Carr's band, Pilotdrift, had been playing for a little more than a year around Texas when it played an in-store show at Good Records, the Dallas shop owned by DeLaughter and his wife, Julie Doyle. The employees had been hyping Pilotdrift to their boss, and he fortuitously was in town, became a huge fan and released the band's debut, "Water Sphere," on his Good Records label.

Like The Spree, Pilotdrift's songs tend toward the complex, with several changing moods and textures right in the middle of a phrase. That's where Keyser Soze comes in. After seeing "The Usual Suspects," Carr was intrigued with the idea of the music encompassing a character, using what looks like a weakness as a trap in order to deceive the listener.


Usually his songs are finished so fast, Carr doesn't know they've altered much until he hears them in the studio.

"Seeing its personality is like hearing somebody's voice and then meeting them for the first time," says the singer/pianist/acoustic guitarist. "It's like, 'Oh, that's what you look like.' "



Examiner: What was it about you guys that hooked DeLaughter?

Carr: He said when I met him that things would be going in one direction, and then all of a sudden you'd be hit from the side and whips you around in the other direction. It's totally unexpected - you're just along for the ride. It was an aspect that really just grabbed him and he loved it. For someone who's never heard us, that is one of the advantages, I guess.

Examiner: Has the band always tried to surprise listeners with its songs?



Carr: Some of them do something unexpected but that's not the prime directive. A lot of my songs, I've always been interested in film scoring, music that goes along with an image. I'm very visual that way, and a lot of times the concept or the story of a song, it's kind of like I'm writing music as a score to that. There's times when it calls for the music to change and to respond with what the story's saying this moment. It's not one whole color - there's a lot of different [colors].

Examiner: Because of your cinematic bent, if you were going to score a movie, what genre would your musical abilities best be suited to?

Carr: Porn, definitely. [Laughs] Yeah, I mean, because stuff happens unexpectedly. That's the whole point.
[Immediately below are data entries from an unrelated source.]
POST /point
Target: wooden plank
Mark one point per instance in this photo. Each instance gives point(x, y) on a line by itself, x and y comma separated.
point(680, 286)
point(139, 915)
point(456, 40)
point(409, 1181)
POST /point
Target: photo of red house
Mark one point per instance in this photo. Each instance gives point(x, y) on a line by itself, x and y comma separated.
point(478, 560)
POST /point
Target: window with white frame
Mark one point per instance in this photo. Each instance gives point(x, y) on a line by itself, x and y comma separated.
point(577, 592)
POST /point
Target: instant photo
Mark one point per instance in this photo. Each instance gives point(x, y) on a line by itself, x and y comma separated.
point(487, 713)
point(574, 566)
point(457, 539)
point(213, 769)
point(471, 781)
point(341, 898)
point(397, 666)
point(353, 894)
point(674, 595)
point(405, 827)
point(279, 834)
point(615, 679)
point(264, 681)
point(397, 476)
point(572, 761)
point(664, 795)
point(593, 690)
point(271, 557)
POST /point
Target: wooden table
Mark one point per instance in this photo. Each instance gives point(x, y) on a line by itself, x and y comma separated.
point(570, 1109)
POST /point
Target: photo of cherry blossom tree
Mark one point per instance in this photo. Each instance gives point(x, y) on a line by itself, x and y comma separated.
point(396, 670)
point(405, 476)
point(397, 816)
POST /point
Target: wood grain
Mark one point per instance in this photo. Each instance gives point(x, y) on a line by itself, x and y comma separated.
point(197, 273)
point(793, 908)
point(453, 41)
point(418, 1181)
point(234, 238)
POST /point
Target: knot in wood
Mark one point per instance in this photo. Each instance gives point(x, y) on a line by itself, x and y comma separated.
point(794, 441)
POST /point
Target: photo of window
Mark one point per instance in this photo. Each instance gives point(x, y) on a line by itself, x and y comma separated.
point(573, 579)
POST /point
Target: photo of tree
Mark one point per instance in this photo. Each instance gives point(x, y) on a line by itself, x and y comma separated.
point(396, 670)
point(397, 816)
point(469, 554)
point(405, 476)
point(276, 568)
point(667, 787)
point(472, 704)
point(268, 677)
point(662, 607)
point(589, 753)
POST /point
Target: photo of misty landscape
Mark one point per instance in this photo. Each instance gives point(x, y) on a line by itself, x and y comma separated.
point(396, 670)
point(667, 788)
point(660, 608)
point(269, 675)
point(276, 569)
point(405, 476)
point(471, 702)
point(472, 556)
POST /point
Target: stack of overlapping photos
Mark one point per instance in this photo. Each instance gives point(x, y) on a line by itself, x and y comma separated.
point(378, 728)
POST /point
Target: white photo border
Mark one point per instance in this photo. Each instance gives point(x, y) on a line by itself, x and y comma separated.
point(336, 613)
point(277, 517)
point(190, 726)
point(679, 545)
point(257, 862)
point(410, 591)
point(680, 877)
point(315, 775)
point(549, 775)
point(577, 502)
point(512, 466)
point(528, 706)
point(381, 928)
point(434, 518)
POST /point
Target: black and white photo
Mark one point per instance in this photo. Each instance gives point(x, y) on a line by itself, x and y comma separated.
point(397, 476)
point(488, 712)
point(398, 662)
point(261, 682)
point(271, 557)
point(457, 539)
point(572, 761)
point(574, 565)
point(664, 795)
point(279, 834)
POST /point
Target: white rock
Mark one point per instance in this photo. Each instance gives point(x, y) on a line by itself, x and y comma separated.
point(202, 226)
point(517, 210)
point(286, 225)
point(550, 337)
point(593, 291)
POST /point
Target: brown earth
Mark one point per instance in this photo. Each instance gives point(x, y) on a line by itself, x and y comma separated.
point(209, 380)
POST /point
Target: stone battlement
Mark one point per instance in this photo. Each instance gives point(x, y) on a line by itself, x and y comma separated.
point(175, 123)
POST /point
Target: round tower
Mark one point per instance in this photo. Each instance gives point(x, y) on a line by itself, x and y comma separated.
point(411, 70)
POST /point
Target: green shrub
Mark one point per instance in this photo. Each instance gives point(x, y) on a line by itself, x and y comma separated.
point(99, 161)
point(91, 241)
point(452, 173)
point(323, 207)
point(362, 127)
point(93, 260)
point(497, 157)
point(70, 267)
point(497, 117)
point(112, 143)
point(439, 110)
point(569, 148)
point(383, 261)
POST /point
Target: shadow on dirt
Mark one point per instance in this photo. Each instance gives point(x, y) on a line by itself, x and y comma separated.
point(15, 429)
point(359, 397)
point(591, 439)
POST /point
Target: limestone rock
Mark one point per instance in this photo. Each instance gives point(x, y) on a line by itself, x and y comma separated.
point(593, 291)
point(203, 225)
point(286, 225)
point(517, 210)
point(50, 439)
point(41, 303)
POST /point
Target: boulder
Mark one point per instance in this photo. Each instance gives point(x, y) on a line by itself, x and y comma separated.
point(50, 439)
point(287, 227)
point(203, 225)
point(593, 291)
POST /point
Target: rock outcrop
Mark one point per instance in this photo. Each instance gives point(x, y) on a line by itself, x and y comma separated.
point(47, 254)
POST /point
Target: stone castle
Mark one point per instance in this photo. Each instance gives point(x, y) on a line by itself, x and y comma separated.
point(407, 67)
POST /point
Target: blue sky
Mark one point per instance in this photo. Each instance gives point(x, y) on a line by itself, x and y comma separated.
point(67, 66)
Didn't see that coming, did you?

Drifting away

- Kelly Carr wrote the song "So Long" for his high school graduating class, and performed it at a commencement ceremony.

- Carr lives in Texarkana, near the state lines of Texas and Arkansas.

- It took Pilotdrift a week to work out a way to perform its epic "Jekyll and Hyde Suite" live.

Pilotdrift

"Water Sphere"

Good Records

There's classic rock, classical crossover and symphonic rock. So why not symphonic indie rock?

And no, I'm not talking about Mozart running around in Converses and a Bright Eyes hoodie, or Beethoven whining about how Jeff Tweedy is so much better than Jay Farrar.

Like The Polyphonic Spree after a music-appreciation course, Pilotdrift is awash in complex musicality on its debut CD, with hints of Freddie Mercury charm and the catchiest progressive nature this side of Peter Gabriel-era Genesis.

Frontman Kelly Carr throws in driving chants, burping low brass and grandiose electronic harmonies in "Caught in My Trap," "Bubblecraft" is like a Burt Bacharach show taken aboard a space-shuttle mission, a weirdly swinging circus march is one of the odd little inhabitants of the schizophrenic "Elephant Island," and the bouncy "Late Night in a Wax Museum" namedrops Marilyn Monroe, Napoleon and Doris Day.

All of that is just a precursor to the main course: the 10-minute epic, "Jekyll and Hyde Suite," a track that came out of Carr's own personality struggles within himself. You half expect Lon Chaney to come crawling out of the ground after the grand and spooky organ intro, and it turns into an Andrew Lloyd Webber musical gone wrong after that, with bells tolling and freaky voices dancing in a waltzy manner.

Indie rock has sounded weird, but never in such a classic or brilliant way.